Riyadh City
Riyadh[a] is the capital and largest city of Saudi Arabia.[7] It is also the capital of the Riyadh Province and the centre of the Riyadh Governorate. Located on the eastern bank of Wadi Hanifa, the current form of the metropolis largely emerged in the 1950s as an offshoot of the 18th century walled town following the dismantling of its defensive fortifications.
It is the largest city on the Arabian Peninsula, and is situated in the center of the an-Nafud desert, on the eastern part of the Najd plateau. The city sits at an average of 600 meters (2,000 ft) above sea level,[8] and receives around 5 million tourists each year, making it the forty-ninth most visited city in the world and the 6th in the Middle East. Riyadh had a population of 7.0 million people in 2022, making it the most-populous city in Saudi Arabia, 3rd most populous in the Middle East, and the 38th most populous in Asia.[9]
The first mention of the city by the name Riyadh was in 1590, by an Arab chronicler.[10] In 1745, Dahham ibn Dawwas, who was from the neighboring Manfuha, seized control of the town. Dahham built a mudbrick palace and a wall around the town, and the best-known source of the name Riyadh is from this period, thought to be referring to the earlier oasis towns that predated the wall built by Ibn Dawwas.[11] In 1744, Muhammad ibn ‘Abd al-Wahhab formed an alliance with the Emir of Diriyah, Muhammad bin Saud, and they took Riyadh from Deham.

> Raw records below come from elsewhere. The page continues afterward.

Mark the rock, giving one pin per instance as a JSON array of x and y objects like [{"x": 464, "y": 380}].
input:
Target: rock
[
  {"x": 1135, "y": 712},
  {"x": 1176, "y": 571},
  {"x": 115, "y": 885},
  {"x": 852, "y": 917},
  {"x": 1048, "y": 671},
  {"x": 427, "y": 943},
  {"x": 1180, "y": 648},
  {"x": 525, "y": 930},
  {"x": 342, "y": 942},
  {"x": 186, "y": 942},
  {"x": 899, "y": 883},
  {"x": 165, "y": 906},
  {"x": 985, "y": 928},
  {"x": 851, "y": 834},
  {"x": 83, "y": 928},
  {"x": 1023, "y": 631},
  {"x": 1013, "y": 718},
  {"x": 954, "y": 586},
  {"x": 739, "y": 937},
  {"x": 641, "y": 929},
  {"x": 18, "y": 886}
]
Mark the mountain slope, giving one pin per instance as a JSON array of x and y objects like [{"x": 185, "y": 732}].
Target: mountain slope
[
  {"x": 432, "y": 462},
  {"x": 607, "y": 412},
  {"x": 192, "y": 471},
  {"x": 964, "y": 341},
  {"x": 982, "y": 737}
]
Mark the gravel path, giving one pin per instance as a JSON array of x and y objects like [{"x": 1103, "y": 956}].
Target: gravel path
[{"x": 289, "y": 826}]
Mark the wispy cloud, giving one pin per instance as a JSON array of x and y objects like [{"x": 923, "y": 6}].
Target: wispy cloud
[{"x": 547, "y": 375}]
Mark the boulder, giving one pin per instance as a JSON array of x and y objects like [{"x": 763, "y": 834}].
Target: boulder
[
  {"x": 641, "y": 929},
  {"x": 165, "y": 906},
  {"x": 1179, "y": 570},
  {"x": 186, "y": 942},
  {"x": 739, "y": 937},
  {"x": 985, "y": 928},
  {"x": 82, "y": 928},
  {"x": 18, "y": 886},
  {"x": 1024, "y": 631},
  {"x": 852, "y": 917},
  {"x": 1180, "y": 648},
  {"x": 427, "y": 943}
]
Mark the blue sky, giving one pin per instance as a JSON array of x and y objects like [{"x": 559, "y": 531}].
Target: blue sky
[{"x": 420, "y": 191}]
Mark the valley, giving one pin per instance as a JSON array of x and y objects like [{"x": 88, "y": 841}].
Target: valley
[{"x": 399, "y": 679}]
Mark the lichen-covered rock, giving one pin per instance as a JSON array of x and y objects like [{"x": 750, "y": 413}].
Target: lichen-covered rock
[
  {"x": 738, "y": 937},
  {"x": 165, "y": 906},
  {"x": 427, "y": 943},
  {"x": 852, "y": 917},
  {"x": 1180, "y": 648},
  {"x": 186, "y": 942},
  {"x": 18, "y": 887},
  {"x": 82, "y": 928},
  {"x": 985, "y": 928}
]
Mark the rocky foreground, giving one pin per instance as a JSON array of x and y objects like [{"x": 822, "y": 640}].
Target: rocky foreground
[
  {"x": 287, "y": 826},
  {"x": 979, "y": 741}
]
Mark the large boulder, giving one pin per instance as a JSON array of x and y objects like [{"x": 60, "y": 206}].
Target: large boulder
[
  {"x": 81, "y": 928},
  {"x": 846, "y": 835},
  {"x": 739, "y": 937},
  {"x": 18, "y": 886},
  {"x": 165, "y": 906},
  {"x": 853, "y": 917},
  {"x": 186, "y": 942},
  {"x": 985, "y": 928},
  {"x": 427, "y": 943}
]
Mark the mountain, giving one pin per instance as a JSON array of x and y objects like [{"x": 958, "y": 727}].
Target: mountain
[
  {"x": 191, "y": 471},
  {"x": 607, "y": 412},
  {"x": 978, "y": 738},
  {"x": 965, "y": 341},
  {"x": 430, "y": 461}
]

However their state, now known as the First Saudi State, collapsed in 1818. Turki ibn Abdullah founded the Second Saudi State in the early 19th century and made Riyadh his capital in 1825. However, his reign over the city was disrupted by a joint Ottoman–Rashidi alliance. Finally, in the early 20th century, ‘Abdulaziz ibn Saud, known in the west simply as Ibn Saud, retrieved his ancestral kingdom of Najd in 1902 and consolidated his rule by 1926 with the final Saudi conquest of Hejaz,[12] subsequently naming his kingdom ‘Saudi Arabia’ in September 1932[12] with Riyadh as the capital.[13] The town was the administrative center of the government until 1938, when Ibn Saud moved to the Murabba Palace. In the 1950s, the walls were dismantled and Riyadh metropolis outgrew as an offshoot of the walled town.